Awards and highlights
- Second-team All-American (2001); Third-team All-American (2000);

Career NFL statistics
- Total tackles: 218
- Pass deflections: 4
- Interceptions: 1
- Stats at Pro Football Reference

= Ben Taylor (American football) =

American football player and coach (born 1978)
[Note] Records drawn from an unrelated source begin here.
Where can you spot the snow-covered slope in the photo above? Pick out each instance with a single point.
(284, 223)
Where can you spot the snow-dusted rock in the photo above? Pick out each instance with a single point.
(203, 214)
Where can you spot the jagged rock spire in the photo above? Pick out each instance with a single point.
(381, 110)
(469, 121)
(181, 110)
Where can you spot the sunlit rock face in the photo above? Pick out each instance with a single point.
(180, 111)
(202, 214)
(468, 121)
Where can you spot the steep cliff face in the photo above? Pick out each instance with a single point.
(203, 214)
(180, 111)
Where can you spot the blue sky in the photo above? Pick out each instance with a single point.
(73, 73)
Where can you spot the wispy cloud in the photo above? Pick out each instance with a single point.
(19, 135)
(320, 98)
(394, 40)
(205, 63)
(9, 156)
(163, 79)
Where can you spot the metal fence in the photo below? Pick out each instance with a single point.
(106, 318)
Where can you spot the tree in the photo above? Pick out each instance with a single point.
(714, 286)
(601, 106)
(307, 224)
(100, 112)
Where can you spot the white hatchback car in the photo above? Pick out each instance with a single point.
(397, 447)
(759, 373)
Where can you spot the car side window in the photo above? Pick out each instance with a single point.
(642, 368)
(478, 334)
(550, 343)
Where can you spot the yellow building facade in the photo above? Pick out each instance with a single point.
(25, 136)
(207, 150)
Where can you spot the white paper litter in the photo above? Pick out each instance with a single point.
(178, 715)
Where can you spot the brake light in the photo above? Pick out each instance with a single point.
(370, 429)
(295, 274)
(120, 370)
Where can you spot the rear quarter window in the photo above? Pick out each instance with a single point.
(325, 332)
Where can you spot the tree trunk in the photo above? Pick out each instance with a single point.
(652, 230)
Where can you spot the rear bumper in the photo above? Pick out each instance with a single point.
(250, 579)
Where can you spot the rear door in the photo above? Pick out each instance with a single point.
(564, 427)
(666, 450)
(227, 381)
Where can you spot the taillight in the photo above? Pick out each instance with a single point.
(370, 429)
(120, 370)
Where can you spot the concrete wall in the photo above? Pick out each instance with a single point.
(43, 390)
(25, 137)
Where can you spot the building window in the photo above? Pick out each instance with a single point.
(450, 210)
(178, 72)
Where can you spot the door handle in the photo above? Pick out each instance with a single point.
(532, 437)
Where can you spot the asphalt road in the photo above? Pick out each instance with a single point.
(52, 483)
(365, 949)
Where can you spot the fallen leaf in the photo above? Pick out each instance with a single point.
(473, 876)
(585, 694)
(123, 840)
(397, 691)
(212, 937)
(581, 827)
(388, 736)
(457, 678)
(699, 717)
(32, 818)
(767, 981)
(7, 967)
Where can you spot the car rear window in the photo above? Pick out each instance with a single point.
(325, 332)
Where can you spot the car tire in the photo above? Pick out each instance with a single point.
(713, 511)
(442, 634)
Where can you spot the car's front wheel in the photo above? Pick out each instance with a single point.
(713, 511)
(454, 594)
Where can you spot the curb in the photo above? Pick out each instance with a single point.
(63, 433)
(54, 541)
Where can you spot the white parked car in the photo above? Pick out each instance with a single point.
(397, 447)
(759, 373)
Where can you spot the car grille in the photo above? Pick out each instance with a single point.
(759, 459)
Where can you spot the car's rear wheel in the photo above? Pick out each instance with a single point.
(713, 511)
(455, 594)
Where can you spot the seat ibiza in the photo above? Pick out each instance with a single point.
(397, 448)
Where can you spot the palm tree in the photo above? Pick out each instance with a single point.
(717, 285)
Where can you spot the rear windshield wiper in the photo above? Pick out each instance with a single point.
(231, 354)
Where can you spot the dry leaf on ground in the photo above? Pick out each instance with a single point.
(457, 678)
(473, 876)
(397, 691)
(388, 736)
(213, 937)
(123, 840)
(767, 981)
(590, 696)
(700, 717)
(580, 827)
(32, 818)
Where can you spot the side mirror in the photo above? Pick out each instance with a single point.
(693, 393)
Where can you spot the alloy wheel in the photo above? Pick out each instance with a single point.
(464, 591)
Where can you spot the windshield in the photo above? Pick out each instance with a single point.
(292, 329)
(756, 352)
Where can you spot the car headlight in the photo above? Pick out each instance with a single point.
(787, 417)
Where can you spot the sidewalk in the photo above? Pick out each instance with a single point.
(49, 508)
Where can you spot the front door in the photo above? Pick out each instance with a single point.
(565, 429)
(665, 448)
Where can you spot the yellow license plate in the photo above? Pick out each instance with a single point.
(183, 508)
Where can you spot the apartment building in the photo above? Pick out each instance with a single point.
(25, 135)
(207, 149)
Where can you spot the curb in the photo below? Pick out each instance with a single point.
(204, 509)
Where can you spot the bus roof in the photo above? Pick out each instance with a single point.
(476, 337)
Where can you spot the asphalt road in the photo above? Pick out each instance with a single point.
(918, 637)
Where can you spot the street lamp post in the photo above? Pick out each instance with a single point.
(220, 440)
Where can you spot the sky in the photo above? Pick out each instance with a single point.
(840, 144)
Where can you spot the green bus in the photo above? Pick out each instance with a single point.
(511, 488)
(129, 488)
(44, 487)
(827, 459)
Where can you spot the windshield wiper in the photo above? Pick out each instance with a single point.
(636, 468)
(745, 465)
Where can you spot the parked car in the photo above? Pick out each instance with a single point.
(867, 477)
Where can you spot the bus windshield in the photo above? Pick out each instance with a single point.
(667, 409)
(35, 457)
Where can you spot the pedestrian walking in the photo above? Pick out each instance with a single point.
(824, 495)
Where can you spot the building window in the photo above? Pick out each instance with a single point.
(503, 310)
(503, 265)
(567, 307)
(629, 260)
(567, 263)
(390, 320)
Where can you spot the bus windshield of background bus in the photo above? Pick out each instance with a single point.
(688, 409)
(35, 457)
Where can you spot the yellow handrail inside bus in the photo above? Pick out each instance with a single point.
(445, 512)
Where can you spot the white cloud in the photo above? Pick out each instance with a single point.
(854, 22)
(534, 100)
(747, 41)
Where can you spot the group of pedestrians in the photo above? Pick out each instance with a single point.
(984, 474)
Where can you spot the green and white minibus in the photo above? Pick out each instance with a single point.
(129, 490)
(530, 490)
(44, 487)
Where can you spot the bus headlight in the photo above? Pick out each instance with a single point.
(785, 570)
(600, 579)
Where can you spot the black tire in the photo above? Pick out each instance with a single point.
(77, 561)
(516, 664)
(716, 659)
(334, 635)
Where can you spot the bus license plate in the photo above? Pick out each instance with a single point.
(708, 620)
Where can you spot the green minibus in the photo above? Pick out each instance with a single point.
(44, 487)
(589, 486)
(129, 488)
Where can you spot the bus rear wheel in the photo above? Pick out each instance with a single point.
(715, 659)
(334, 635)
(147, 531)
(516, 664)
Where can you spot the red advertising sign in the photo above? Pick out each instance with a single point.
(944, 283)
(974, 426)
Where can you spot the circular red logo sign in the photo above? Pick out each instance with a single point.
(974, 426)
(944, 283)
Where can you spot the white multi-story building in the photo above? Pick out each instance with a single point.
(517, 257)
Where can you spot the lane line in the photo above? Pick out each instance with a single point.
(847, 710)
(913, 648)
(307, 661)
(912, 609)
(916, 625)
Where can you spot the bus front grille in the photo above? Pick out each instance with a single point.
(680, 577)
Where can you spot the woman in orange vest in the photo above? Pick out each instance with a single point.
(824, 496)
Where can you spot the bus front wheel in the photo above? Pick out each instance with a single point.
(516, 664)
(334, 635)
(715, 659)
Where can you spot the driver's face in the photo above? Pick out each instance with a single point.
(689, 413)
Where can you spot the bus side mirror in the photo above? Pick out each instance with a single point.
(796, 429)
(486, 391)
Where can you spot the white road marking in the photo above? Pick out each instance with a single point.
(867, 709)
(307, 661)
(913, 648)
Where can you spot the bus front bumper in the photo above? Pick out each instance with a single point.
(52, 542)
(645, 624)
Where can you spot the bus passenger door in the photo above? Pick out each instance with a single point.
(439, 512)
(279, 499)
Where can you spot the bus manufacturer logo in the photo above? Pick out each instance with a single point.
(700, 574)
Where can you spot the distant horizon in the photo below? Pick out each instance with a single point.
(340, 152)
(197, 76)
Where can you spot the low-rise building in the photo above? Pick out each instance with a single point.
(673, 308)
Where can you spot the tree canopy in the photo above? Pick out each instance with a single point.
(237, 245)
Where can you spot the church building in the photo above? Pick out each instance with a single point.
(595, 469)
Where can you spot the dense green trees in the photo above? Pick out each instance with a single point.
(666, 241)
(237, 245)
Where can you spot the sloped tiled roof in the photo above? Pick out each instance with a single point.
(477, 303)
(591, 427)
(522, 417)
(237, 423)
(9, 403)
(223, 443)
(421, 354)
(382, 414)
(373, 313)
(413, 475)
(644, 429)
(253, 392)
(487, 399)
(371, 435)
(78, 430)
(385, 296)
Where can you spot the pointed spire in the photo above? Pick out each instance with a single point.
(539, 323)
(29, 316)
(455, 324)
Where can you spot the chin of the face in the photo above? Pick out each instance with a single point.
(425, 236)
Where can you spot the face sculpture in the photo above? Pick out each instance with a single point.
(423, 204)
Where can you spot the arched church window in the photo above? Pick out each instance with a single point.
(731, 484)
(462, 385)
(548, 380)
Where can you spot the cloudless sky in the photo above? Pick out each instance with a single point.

Benjamin Frazier Taylor (born August 31, 1978) is an American former professional football player who was a linebacker in the National Football League (NFL). He played college football for the Virginia Tech Hokies. Taylor was elected to the Virginia Tech Sports Hall of Fame in 2017. He now teaches physical education and coaches football at Shenandoah University in Virginia.

==College career==
Taylor was a standout for the Virginia Tech Hokies football team, earning All-American honors in 2000 and 2001. He led the Hokies in tackles his junior and senior seasons with 103 tackles in 2000 and 121 in 2001.

==Professional career==
Taylor played in a total of 49 NFL games and had 218 tackles in four seasons with the Browns and one for the Green Bay Packers.

===Cleveland Browns===
Taylor selected by the Browns in the fourth round (111th overall) of the 2002 NFL draft. His best year was in 2005 when he was second on the Browns with 113 tackles.

===Green Bay Packers===
On March 26, 2006, the Packers signed Taylor to a one-year contract.

==NFL career statistics==

Legend
| Bold | Career high |

Year: Team; Games; Tackles; Interceptions; Fumbles
GP: GS; Cmb; Solo; Ast; Sck; TFL; Int; Yds; TD; Lng; PD; FF; FR; Yds; TD
2002: CLE; 7; 0; 4; 2; 2; 0.0; 0; 0; 0; 0; 0; 0; 0; 0; 0; 0
2003: CLE; 13; 8; 81; 65; 16; 0.0; 4; 1; 0; 0; 0; 1; 0; 0; 0; 0
2004: CLE; 3; 2; 8; 2; 6; 0.0; 1; 0; 0; 0; 0; 0; 0; 0; 0; 0
2005: CLE; 16; 16; 113; 77; 36; 0.0; 2; 0; 0; 0; 0; 3; 0; 0; 0; 0
2006: GNB; 10; 0; 12; 11; 1; 0.0; 0; 0; 0; 0; 0; 0; 0; 0; 0; 0
49; 26; 218; 157; 61; 0.0; 7; 1; 0; 0; 0; 4; 0; 0; 0; 0

==College Coaching==
After finishing his pro career, Taylor is a wide receivers coach for the Shenandoah University football team.